Any one into Generative Design ?

I think it might be appropriate to allow Hugh Aldersey-Williams to finish his point. He also wrote in the next section:

“Like Gulliver, we return from Lilliput and Brobdinang only to find that some of the strangest goings-on are happening at the human scale. There is a case to be made that, for all their unanswered questions, it is the very large and the very small that are best understood by science. The middle of the range, the mesoscale, offers plenty of mysteries yet.

…The mesocale is where matter and energy behave in the ways intuitively familiar to us, where visualization is most relevant, and therefore where it is most likely that designers have a real contribution to make.

…All of biology happens at this scale.

…If tissue cells can be cultured to emulate human parts for use in reconstructive surgery, some designers have reasoned, then they can aslo be made to follow entirely novel forms.

…It is altogether harder, in these early days, to produce a thing of beauty.

…Other designers are taking their ideas from nature but executing them in artificial materials. Here is where nanotechnology and biosciences - apparently so different both in scale and in what one might call their romance - actually overlap.

…Such objects are evidence of a shift away from the machine and toward organism as cultural metaphor.

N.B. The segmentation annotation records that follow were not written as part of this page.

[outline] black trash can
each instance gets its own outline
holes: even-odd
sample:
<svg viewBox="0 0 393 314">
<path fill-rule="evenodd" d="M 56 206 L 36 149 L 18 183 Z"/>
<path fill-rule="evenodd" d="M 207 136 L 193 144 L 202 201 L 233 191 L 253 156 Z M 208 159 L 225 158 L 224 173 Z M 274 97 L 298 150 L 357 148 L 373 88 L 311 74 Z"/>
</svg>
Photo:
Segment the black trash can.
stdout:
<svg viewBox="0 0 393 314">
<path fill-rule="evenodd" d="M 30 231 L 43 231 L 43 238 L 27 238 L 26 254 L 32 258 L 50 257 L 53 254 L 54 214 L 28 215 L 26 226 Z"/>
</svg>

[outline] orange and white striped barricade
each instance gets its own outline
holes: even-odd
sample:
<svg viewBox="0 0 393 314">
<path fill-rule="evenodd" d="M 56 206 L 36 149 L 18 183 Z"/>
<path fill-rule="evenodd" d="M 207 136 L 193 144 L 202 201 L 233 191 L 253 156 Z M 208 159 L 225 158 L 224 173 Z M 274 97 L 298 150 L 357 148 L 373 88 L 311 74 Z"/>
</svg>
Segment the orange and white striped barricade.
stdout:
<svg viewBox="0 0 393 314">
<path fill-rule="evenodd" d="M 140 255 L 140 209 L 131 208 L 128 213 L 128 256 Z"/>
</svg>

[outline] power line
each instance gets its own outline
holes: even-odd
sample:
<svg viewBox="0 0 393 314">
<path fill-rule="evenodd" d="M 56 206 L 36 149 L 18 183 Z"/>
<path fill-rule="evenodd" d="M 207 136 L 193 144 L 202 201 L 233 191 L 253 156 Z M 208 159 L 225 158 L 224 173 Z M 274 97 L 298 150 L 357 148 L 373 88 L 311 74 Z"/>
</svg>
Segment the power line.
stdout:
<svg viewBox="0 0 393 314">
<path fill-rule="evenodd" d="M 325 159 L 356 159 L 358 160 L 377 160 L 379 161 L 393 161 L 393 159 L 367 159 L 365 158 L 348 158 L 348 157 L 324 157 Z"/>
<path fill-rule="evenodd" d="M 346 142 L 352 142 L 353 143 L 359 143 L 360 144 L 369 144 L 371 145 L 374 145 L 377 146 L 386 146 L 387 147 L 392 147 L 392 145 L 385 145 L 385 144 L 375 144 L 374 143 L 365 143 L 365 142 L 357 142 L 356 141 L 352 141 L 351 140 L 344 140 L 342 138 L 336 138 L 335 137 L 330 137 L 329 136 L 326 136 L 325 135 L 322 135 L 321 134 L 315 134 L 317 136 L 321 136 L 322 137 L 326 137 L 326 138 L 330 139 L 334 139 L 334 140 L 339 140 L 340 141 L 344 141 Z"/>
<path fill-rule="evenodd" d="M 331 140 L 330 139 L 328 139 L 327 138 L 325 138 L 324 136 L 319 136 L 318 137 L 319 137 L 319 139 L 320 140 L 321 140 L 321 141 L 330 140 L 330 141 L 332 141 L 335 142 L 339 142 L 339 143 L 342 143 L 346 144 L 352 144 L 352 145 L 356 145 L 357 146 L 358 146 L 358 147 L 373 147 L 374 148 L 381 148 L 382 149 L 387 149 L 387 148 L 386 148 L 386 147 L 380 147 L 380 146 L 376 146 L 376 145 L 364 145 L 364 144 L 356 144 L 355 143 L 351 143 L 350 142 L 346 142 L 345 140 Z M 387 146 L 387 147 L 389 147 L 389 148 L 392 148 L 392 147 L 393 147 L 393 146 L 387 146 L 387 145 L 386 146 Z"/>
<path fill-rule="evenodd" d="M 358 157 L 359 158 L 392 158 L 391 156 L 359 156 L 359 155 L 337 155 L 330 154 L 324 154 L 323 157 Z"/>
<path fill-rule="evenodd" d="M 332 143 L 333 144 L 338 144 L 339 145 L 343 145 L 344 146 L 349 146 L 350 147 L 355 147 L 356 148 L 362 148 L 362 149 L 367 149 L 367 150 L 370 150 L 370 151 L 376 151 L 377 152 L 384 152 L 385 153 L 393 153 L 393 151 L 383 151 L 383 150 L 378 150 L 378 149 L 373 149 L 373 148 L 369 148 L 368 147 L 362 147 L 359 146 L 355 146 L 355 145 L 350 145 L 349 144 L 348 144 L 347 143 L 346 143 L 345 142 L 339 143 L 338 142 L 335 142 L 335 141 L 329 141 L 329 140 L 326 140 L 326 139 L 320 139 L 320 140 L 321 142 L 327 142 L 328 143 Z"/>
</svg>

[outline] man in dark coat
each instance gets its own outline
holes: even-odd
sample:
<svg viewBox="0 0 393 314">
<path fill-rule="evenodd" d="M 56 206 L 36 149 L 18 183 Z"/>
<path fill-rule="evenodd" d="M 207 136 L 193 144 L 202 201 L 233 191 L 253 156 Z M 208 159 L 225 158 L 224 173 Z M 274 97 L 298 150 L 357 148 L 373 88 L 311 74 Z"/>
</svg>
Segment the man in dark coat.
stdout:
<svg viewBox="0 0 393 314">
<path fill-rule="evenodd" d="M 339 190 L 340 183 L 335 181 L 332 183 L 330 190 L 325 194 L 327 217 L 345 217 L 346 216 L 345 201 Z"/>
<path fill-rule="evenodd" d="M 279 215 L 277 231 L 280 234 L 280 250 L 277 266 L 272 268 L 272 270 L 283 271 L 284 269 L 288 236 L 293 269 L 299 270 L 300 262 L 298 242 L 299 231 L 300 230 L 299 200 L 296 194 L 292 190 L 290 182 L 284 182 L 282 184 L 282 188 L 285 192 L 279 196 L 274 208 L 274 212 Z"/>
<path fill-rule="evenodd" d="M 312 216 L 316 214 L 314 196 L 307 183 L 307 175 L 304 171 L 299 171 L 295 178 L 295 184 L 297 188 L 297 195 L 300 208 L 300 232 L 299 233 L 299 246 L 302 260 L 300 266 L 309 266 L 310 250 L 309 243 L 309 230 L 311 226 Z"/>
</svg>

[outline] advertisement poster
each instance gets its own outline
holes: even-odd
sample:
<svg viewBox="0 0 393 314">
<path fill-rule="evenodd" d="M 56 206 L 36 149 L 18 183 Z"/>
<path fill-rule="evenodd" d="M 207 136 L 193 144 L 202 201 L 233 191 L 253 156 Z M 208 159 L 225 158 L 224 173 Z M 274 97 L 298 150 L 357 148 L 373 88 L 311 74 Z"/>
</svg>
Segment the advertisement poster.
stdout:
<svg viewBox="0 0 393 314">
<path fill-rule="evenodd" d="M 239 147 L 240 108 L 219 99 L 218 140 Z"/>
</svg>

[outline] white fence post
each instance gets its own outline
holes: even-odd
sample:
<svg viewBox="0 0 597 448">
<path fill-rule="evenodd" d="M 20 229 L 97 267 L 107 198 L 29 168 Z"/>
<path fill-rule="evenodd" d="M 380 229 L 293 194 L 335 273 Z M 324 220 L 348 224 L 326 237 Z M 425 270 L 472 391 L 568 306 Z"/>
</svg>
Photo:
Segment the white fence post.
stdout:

…One of design’s greatest problems, often ignored completely, is that of matching a product to its use not in the physical three dimensions of space, but over time.

…In nature, this problem is deviously solved by death: an organism dies once it ceases to have a use and ceases to have a use after it dies. A prime goal for designers now has to be to bring their objects’ material existence and practical utility into similar harmony. One might counter that nature is wasteful in its own way, cruelly redundant in its overproduction of species that merely become another species’ prey. But this is only wasteful from the species’ point of view: Nature’s concern is for the most economical management of the overall system. A comprehensive biomimetic design philosophy will require systems thinking a mile away from the designer’s traditional focus on the object.
This approach to design seeks to adapt specific advantages observed in natural organisms into human technology, but the polemical subtext of any design inspired by nature is that we are in danger of losing touch with the natural world. It’s pleads for the biological, the technological, and the ethical to come together. This is the objective of “consilience,” the term coined by biologist Edward O. Wilson for the reunification of the strands of intellectual inquiry artificially separated as a consequence of the growth of specialized disciplines in science and the humanities. In his book, ‘Consilience: The Unity of Knowledge’, Wilson writes: “If the world really works in a way so as to encourage the consilience of knowledge, I believe the enterprise of culture will eventually fall out into science, by which I mean the natural sciences, and the humanities, particularly the creative arts.”
Charles Eames and Richard Feynman were consilient personalities, but their meeting never happened because the world didn’t work in the right way. The question is: Does it now?”